The ‘Handmaid’s Tale’ Cast Discusses the Comparison Between Reality and the Show’s Dystopian Plot

The handmaids lining up in rows on the grass

The Handmaid’s Tale | Hulu

Margaret Atwood wrote The Handmaid’s Tale decades before Donald Trump ran for President of the United States. The series was greenlighted amidst political unrest in the first few months of the Trump era. And as we debate Trump’s nomination to the Supreme Court — Judge Brett Kavanaugh — the concept of male-controlled female reproductive rights doesn’t feel so ‘dystopian.’

The few people closest to the ‘Handmaid’s’ experience are the actors who portray the women as their job by day, then settle back into life as a citizen in 2018’s America by night. Elisabeth Moss, the series’ star, and her costars have revealed their thoughts on Atwood’s terrifying dystopia — as well as its similarities and differences to the various forms of oppression taking place on women worldwide.

Elisabeth Moss stressed the importance of the show’s primary message

“One of the things we talk about in the show, and that is in the book, is that people didn’t look up from their phones until it was too late,” Moss told The Daily Beast. “There’s this concept going around now, this phrase of ‘waking up,’ you know? Or being ‘woke,’ as the kids say.”

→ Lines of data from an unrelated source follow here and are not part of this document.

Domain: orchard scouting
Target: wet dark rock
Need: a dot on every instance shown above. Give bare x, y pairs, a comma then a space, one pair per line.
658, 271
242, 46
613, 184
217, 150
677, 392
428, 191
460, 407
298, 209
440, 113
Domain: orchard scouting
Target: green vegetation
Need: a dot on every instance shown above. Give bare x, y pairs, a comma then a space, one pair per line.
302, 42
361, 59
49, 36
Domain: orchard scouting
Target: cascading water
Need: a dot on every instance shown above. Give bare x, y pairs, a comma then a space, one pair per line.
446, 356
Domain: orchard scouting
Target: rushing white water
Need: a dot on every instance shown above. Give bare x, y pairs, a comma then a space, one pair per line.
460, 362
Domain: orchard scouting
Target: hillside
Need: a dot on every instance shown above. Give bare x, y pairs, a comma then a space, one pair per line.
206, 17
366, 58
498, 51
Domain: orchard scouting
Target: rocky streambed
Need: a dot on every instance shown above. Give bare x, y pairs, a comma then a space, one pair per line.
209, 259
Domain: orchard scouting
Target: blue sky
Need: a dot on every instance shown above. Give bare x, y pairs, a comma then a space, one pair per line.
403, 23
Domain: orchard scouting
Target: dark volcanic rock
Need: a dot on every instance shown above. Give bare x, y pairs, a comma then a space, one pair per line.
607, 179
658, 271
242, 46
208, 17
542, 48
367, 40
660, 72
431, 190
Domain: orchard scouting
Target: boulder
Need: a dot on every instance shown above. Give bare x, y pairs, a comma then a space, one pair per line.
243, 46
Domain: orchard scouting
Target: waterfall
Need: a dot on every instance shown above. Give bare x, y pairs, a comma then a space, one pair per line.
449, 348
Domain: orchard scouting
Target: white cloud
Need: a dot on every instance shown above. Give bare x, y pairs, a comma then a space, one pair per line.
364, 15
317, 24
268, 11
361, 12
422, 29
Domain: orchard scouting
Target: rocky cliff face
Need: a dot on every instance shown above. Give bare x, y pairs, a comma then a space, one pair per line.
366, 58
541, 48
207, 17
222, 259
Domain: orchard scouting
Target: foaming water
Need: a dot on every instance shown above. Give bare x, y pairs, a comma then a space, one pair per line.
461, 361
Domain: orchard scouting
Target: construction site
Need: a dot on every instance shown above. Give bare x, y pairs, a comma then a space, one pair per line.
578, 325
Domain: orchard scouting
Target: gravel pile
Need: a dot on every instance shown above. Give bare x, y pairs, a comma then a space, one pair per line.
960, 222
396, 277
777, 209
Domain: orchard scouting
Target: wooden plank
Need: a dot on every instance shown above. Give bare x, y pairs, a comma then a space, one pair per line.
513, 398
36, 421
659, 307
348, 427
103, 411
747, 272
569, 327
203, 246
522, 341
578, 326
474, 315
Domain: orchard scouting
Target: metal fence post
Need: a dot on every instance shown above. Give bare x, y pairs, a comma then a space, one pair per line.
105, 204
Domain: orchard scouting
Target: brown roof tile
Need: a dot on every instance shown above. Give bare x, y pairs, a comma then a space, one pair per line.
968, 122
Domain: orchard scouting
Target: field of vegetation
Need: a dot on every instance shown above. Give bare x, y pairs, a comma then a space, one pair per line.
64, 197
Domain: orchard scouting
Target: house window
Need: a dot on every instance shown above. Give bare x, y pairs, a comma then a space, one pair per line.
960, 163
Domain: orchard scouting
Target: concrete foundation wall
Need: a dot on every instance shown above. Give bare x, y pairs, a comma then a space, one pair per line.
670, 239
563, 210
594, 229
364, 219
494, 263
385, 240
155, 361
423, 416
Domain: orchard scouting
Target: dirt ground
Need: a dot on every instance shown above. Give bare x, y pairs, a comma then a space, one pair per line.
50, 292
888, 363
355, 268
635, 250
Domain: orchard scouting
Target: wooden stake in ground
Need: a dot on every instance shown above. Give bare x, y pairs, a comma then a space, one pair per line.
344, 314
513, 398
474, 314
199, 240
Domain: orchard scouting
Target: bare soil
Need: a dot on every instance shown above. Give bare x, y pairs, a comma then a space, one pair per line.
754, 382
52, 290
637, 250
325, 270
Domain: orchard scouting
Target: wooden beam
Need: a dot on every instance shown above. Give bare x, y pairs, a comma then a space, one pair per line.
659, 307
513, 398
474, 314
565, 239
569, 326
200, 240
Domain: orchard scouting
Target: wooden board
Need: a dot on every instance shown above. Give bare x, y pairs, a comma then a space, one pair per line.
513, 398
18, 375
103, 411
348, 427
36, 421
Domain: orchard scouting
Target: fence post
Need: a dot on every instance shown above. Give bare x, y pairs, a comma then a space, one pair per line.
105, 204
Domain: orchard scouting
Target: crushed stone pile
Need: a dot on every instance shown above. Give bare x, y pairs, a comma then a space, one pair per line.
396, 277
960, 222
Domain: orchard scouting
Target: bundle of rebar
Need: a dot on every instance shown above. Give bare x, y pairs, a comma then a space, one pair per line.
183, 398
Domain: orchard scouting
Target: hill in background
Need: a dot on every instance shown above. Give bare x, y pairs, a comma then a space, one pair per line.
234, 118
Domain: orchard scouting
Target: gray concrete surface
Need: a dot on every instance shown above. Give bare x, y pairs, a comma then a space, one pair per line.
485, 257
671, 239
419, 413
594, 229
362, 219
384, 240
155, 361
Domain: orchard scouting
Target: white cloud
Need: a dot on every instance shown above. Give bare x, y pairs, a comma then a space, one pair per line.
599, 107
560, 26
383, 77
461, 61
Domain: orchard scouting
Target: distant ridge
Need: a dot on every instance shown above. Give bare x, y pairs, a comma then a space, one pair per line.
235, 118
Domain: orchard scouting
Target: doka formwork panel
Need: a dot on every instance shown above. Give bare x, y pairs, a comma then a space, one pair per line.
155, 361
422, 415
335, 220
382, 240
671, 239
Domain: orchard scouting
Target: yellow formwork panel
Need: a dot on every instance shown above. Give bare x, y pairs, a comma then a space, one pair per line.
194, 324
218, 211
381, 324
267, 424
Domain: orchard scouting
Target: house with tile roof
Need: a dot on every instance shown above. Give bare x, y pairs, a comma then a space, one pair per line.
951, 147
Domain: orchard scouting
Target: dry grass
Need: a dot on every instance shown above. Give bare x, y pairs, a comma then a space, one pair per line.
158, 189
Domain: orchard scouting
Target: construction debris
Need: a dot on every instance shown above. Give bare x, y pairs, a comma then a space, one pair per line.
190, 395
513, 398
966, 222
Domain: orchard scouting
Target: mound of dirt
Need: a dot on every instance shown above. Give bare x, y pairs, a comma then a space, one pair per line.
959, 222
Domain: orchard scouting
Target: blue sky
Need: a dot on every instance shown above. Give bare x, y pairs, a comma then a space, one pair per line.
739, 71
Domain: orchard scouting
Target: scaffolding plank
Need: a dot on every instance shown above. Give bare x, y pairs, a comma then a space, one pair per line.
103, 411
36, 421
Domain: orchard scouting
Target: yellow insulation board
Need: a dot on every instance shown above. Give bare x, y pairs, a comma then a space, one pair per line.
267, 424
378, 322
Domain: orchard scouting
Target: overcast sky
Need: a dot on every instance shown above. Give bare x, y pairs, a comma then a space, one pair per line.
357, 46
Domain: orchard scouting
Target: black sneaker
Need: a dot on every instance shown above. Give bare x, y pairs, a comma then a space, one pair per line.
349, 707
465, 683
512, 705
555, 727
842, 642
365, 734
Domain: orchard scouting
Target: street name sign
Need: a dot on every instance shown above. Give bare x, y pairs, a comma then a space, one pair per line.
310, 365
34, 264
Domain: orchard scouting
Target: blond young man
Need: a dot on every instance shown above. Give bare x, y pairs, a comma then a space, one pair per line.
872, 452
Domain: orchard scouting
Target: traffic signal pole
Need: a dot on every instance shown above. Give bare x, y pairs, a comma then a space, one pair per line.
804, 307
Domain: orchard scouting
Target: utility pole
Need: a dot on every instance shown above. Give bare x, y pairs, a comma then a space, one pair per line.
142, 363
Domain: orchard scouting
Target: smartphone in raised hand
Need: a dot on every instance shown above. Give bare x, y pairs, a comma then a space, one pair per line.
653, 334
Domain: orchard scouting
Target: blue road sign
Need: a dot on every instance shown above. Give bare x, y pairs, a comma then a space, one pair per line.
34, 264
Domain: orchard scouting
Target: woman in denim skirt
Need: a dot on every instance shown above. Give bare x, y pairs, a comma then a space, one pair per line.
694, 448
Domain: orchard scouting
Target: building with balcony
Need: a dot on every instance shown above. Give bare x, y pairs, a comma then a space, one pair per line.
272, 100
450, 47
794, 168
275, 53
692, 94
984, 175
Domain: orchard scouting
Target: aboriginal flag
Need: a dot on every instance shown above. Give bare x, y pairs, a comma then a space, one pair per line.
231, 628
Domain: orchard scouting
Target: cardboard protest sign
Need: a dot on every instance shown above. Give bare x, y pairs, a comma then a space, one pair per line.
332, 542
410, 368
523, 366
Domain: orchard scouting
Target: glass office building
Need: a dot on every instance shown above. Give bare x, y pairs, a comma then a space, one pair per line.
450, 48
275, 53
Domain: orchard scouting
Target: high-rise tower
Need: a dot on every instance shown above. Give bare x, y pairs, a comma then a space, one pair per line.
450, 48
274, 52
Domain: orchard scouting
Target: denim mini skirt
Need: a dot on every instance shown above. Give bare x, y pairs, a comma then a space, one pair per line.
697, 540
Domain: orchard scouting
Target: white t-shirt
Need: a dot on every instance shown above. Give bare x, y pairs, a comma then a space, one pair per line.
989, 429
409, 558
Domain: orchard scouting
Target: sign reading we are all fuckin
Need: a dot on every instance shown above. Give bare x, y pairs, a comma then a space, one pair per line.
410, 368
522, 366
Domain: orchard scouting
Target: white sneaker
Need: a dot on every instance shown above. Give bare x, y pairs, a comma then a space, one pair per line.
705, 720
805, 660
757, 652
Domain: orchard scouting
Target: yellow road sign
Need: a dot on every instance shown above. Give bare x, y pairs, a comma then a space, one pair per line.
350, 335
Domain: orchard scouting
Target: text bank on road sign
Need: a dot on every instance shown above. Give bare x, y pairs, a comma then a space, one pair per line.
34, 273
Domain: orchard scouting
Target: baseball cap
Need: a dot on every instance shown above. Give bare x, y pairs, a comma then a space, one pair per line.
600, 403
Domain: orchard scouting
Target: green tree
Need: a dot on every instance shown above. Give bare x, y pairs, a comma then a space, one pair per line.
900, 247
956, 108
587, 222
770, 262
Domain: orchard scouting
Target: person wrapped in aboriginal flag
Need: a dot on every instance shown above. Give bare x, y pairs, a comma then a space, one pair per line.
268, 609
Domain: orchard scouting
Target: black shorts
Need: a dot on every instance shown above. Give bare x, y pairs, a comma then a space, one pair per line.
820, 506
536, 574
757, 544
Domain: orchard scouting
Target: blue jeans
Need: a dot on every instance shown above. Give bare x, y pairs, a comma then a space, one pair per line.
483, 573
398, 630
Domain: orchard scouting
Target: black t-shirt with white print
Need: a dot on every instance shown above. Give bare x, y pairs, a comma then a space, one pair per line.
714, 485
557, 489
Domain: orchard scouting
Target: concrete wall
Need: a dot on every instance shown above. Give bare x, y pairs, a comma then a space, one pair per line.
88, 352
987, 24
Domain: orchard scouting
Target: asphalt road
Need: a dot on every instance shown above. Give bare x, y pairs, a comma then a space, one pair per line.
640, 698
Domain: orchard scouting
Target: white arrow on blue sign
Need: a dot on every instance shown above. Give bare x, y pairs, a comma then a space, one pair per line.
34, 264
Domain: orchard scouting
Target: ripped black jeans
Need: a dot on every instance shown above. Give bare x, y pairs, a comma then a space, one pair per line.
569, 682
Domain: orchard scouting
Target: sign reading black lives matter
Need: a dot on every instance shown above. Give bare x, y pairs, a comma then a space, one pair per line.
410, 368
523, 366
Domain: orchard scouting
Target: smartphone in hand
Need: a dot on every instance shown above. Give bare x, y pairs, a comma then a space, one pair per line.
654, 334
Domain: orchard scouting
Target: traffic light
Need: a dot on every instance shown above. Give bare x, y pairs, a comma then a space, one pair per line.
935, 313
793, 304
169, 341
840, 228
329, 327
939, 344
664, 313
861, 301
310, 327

The chilling way the handmaid’s world came to be isn’t as radical as one would think. Gilead formed after a terrorist attack tore through Congress and frightened politicians suspended the Constitution to ‘protect the people.’ Moss’ character, Offred, reveals a simple truth in the series’ first episode; “We didn’t wake up.” In the aftermath of the civil war, the puritanical totalitarian leaders of ‘Gilead’ (who rule the land that is our New England) utilize civilians’ fear to amend a pressing issue — the dropping fertility rates — how they see fit.

This is where the handmaids come in. The few women who remain fertile are treated as a captive endangered species and forced to give birth to the children of wealthy men and barren women.

They are hesitant to call it a ‘feminist’ show

"The Handmaid's Tale" Hulu Finale

Elisabeth Moss, Alexis Bledel and Samira Wiley attend “The Handmaid’s Tale” Hulu finale | Emma McIntyre/Getty Images for Hulu

The show’s premiere saw its stars sidestep the “feminist” label that The Handmaid’s Tale inevitably attracted. “I think that any story, if it is a story being told by a strong, powerful woman … is automatically deemed ‘feminist,’ former Orange Is the New Black star Madeline Brewer said. “I don’t think this is any sort of feminist propaganda. I think that it’s a story about women and about humans … This story affects all people.”

And while the term “feminist” becomes increasingly used against itself — a “lightning rod,” as Vanity Fair dubbed it — the cast doesn’t seem to reject the label but rather cautions against falling too comfortably into it. Moss and the original novel’s writer, Margaret Atwood, seem to share a similar view on the matter.

“I actually consider it a human novel about human rights, not just women’s rights,” Moss said of The Handmaid’s Tale. “Well, women’s rights are human rights unless you have decided that women aren’t human. So those are your choices. If women are human, then women’s rights are part of human rights,” Atwood asserted.

The cast recognizes the real struggles oppressed women face worldwide

The cast of The Handmaid’s Tale joined with the international women’s rights organization Equality Now to share the emotional, nonfictional tales of women worldwide who experience some of the real-life oppressional that the fictional show depicts. Equality Now was founded in 1992 to hold governments accountable to end injustices like sex trafficking and sexual violence.

Cast members Alexis Bledel and Anne Dowd grew emotional reading a Tanzanian woman’s story of genital mutilation. Samira Wiley and Joseph Fiennes shared another woman’s story of emotional abuse as a pregnant teen. Other cast and production members read the stories of sexual assault, human trafficking, and horrific violence that took place in Jordan, Bolivia, Sierra Leone, and the United States.

Their ultimate message? Stay informed …

… and resist injustices to support what you believe in. Season two of the Hulu hit saw the women encounter terrors hauntingly similar to the controversial issues America’s currently facing. As viewers watched Offred (June)’s daughter snatched away from her hands, it drew chilling reminders of our current immigration separation controversy. And as the women began to resist their oppressive reality, the cast members reminded viewers of the consequences of staying ignorant amidst social unrest.

“What I love about this, among other things, is the notion ‘Stay awake.’ Stay. awake. And don’t for a minute think [that] if you say, ‘Well, I’ll get involved some other time. I won’t worry about this midterm election. I’ll just — ‘ No, no, no. Don’t wait. Just stay awake,” Dowd concluded.